Ominously, what that may mean is that an $85 million-plus-a-year statewide investment targeting the 18,000 at-risk preschoolers - about $4,700 a student - cannot overcome a mediocre and declining state K-3 public school system.

We need to know what happened.

Did these children who received a pre-k boost get to their kindergarten and first three grades to suddenly become under-challenged? Did they become suddenly ignored among a more diverse group of public school students? Were they intellectually starved in our traditionally underfunded regular school classrooms?

"TN-VPK was rolled out very quickly [the $85 million pilot program was expanded to a five-year, $425 million statewide investment] and not all pre-k classrooms in Tennessee are alike," Dale Farran, co-principal investigator and the Antonio M. and Anita S. Gotto Professor of Teaching and Learning at Vanderbilt's Peabody Research Institute told National Public Radio last month. "What might you get from the same pre-k program if you had a common vision and could push the quality up? These are among the questions we are raising in light of the findings of our study."

To NPR, Farron explained the effect of the underfunded expansion this way: "It's like saying spinach is really good for you, but we can't afford spinach.
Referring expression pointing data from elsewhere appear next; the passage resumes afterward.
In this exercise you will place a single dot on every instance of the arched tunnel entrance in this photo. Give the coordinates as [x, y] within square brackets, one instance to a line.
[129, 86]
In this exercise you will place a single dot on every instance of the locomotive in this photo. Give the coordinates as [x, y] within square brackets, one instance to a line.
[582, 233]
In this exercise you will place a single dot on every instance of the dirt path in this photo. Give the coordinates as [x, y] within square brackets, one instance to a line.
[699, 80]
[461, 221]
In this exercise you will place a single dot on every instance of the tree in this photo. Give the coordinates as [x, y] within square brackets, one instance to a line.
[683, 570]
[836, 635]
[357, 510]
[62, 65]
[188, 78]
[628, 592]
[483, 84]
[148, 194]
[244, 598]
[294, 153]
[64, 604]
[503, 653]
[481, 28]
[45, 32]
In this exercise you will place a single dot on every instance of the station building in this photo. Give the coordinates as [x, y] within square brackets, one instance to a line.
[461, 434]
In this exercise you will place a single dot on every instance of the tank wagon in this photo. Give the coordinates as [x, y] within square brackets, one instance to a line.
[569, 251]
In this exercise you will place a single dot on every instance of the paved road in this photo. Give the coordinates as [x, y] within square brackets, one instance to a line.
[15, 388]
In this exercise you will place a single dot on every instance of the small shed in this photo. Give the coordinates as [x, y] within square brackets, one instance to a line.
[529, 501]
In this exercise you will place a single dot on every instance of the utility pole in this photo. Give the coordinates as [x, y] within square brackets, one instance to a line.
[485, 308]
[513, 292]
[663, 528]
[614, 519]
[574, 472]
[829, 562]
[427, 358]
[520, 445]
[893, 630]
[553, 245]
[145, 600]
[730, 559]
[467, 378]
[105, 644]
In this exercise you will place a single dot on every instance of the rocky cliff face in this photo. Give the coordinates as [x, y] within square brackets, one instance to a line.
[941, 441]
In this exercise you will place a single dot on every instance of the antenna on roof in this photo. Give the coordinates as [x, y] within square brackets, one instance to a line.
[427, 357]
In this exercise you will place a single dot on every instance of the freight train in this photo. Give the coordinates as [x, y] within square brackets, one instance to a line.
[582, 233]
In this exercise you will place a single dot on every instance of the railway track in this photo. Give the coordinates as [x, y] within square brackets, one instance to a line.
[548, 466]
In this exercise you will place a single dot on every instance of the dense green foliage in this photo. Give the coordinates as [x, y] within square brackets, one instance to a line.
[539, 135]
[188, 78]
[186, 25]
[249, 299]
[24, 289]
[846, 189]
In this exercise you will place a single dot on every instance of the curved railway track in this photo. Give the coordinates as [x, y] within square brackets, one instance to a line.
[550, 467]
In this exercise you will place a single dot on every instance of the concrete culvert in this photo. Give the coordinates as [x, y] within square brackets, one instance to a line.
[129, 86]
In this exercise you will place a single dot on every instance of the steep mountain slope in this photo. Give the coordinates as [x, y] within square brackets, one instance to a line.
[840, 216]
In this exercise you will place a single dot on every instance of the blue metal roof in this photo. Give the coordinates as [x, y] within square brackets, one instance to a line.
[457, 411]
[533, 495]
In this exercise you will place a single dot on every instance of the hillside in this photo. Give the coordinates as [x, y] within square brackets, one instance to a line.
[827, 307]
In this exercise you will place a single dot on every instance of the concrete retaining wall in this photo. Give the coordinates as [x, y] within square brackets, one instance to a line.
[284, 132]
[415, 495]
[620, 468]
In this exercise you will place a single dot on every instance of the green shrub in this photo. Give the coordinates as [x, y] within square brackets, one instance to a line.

But here, I've got this Easter grass. Maybe that will be just as good."

Any of the "whys" above are possible. What isn't possible is that these youngsters stopped learning simply because they got a handful of years older.

If anything, Vandy's study seems to show that learning begins amazingly early, but our elementary educational system is incapable of sustaining learning over numerous grades - or worse still, is capable of blunting that earliest learning, whether it happened in pre-k or at home with parents.

Gov. Haslam is absolutely correct in wanting to know more. He is also correct in, for now, resisting calls to end the pre-k program.